Friday, April 22, 2011

AT&T Confesses have troubles to Handle iPhone, iPad

In its public filing to the Federal Communications Commission on Thursday, AT&T clearly admitted that it can't handle the growing number of iPhones, iPads and other high-bandwidth devices (tablets, smartphones, etc) leeching off its network. In fact, the company said tablets are putting an even greater strain on the network than smartphones in many cases.

Unfortunately, the future isn't looking quite so bright for the wireless carrier. "Over the next five years, data usage on AT&T's Hp pavilion dv6 battery network is projected to skyrocket as customers 'mobilize' all of their communications activities, from streaming HD video and cloud computing to a range of M2M applications like energy management, fleet tracking, and remote health monitoring," AT&T wrote in the filing.

AT&T began to see troubles around four years ago, and now reports a frightening 8,000-percent increase in data consumption between 2007 and 2010. It's struggles to maintain service for the growing number of iPhone consumers is already widely known and the subject of many jokes-- its struggles have even been used in Verizon's own iPhone campaign. Eventually complaints of slow traffic and dropped calls provoked AT&T to drop its unlimited plans and offer tiered pricing to regain control over data consumption.

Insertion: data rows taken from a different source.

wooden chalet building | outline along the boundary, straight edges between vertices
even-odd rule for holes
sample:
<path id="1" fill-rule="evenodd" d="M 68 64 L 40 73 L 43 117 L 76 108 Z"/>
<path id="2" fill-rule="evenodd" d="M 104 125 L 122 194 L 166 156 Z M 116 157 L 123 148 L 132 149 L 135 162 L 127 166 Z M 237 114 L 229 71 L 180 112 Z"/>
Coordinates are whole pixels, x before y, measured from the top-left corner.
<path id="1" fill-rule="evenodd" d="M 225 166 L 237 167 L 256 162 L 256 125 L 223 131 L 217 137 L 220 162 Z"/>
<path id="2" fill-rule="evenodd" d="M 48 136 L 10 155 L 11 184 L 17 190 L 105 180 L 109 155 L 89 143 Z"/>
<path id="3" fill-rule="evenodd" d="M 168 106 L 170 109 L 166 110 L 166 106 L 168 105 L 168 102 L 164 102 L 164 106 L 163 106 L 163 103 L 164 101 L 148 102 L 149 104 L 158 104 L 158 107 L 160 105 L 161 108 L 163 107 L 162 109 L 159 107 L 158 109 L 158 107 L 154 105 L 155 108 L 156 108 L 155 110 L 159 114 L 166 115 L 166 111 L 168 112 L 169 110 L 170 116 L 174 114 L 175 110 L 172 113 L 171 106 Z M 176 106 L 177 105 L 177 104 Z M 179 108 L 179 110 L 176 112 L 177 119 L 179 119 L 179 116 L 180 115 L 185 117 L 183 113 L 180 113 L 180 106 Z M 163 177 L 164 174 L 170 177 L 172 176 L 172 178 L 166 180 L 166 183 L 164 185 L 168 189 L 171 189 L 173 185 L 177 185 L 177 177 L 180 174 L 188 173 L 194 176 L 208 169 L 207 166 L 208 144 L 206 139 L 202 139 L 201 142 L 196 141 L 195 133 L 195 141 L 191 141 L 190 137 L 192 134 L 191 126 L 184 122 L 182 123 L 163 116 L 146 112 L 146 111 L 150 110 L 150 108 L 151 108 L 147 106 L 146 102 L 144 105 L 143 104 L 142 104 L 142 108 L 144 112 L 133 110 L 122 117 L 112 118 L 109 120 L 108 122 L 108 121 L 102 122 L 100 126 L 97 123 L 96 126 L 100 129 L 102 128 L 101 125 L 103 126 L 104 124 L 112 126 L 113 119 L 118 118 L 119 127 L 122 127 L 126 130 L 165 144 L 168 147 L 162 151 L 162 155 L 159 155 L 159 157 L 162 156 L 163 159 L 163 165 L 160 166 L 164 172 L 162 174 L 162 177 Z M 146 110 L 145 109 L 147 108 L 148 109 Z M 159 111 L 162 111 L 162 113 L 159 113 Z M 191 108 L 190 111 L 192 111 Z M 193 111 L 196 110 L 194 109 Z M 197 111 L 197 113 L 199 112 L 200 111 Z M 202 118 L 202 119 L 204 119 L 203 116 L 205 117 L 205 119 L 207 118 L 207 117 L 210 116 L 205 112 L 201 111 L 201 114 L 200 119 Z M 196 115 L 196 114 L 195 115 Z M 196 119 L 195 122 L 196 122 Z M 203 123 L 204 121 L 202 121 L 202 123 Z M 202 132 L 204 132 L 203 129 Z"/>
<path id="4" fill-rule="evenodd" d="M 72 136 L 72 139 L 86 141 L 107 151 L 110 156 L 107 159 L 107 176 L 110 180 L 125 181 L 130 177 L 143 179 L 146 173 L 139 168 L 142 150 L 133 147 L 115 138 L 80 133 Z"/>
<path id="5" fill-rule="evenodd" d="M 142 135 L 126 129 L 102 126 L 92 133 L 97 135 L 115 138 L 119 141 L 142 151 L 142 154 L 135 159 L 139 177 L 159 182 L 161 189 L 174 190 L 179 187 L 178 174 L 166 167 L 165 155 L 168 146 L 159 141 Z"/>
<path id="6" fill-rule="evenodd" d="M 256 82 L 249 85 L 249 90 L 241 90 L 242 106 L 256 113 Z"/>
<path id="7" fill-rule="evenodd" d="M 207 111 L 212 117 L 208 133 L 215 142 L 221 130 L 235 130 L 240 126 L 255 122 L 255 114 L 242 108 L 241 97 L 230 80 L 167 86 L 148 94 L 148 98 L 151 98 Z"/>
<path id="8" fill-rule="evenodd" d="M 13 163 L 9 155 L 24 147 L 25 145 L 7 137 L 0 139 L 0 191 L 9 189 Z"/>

Although AT&T doesn't actually specify the iPhone by name in the filing, the 8,000-percent jump in data usage is rather obvious-- it coincides with the release of Apple's first iPhone back in 2008. The company even claimed in the public filing that smartphones Dell latitude e6400 battery Dell studio 1555 battery use 24 times more data for each user-- and that doesn't even include tablets.
That said, AT&T feels justified in acquiring T-Mobile so that some of that load can be dumped off onto the other network. Not only will customers benefit from faster data and a reduced frequency in dropped calls, T-Mobile's extensive reach will increase broadband penetration in rural areas for parent company AT&T.


Still, despite its current rivalry with Verizon, AT&T must have felt some kind of relief once the iPhone 4 landed on the competing network. Thursday Verizon announced that it activated 2.2 million CDMA iPhone 4 units in the seven weeks between the February 10 launch and March 31. That's 2.2 million units less for AT&T who apparently is still having trouble maintaining its current iPhone and iPad user base.

Thursday Verizon said that the iPhone 4 produced the most successful first-day sales in the wireless carrier's history.